Upon the completion of Edward Everett’s oration it was time for the President to say a few words, though most of those in attendance could not have imagined just how few.

Despite clearly being unwell, Lincoln spoke in a distinct and loud voice:



“Four score and seven years ago our fathers brought forth on this continent a new nation, conceived in liberty, and dedicated to the proposition that all men are created equal.

Now we are engaged in a great civil war, testing whether that nation, or any nation, so conceived and so dedicated, can long endure. We are met on a great battle-field of that war. We have come to dedicate a portion of that field, as a final resting place for those who gave their lives that a nation might live. It is altogether fitting and proper that we should do this.

But in a larger sense, we cannot dedicate, we cannot consecrate, we cannot hallow, this ground. The brave men, living and dead, who struggled here, have consecrated it, far above our poor power to add or detract. The world will little note, nor long remember what we say here, but it can never forget what they did here. It is for us the living, rather, to be dedicated here to the unfinished work which they who fought here have thus far so nobly advanced. It is rather for us to be here dedicated to the great task remaining before us – that from these honored dead we take increased devotion to that cause for which they gave the last full measure of devotion – that we here highly resolve that these dead shall not have died in vain – that the nation, under God, shall have a new birth of freedom – and that government of the people, by the people, for the people, shall not perish from the earth.” 

The reaction to his speech was mixed at best.

Some of those present remembered it being greeted in utter silence, others that there was a small smattering of applause. Lincoln’s bodyguard recalled that the President said to him that like - a bad plough this speech won’t scour.

Certainly Lincoln thought that he had said too little and that he had let everyone down.
The following day Edward Everett wrote to Lincoln:

 “I should be glad if I could flatter myself that I came as near to the central idea, of the occasion, in two hours as you did in two minutes.”

The reaction of the press however divided on political lines but was generally underwhelming and in some quarters scathing. The Democrat-leaning Chicago Times wrote that:

“The cheek of every American will tingle with shame as he reads the silly, flat, and dish-watery utterances of the man who has to be pointed out to intelligent foreigners as the President of the United States.
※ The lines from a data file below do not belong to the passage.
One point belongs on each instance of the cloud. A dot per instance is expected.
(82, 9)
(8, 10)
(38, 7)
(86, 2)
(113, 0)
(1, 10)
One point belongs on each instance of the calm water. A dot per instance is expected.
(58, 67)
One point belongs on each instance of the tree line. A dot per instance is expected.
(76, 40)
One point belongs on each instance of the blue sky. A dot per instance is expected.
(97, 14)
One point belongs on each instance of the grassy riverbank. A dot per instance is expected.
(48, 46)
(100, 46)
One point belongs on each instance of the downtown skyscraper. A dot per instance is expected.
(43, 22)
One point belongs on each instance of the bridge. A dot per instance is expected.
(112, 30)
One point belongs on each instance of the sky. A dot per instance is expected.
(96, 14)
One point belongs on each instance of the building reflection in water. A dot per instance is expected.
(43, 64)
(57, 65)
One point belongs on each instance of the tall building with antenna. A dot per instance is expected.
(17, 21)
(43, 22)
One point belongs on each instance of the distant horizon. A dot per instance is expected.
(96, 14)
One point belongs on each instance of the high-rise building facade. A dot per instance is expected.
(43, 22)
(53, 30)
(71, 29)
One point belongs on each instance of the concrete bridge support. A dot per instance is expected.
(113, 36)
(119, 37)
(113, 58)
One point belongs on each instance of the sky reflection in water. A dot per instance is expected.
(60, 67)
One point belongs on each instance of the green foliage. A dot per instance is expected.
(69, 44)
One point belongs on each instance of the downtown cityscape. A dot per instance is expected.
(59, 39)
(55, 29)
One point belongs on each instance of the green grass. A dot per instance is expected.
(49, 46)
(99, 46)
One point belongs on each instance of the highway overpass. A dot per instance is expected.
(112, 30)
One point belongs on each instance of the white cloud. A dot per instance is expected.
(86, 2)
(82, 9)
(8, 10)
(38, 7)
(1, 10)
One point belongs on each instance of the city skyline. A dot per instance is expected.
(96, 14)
Is Mr Lincoln less refined than a savage? It was a perversion of history so flagrant that the most extended charity cannot view it as otherwise.”

The London Times was similarly scathing in its summation:

 “The ceremony was rendered ludicrous by some of the, sallies of that poor President Lincoln. Anything more dull and commonplace it would not be easy to produce.”

The Providence Daily Journal however wrote:

“We know not where to look for a more admirable speech than the brief one the President made. It is often said that the hardest thing in the world is to make a five minute speech. But could the most elaborate and splendid oration, be more beautiful, more touching, more inspiring than those few words of the President.”

Abraham Lincoln had been the most divisive President in American history not only because he was hated in the South as the cause of war but many in the North were little less hostile to his perceived failings, his opposition to slavery, and his obstinate refusal to negotiate an end to the war less than total victory.

 He was tall, and ungainly, his homespun homilies irritated more than they amused and he appeared in every way unfit for high office. How could this man ever be President at all let alone at a time of great national crisis?

Many thought his brief, if not terse, oration at a ceremony to honour those who had given their lives in the cause of Union to be not only insulting but emphasised once again that he was little more than an illiterate country bumpkin out of his depth. 


Subsequent events, the verdict of history and a few words that said so little but meant so much, has long since proved them wrong.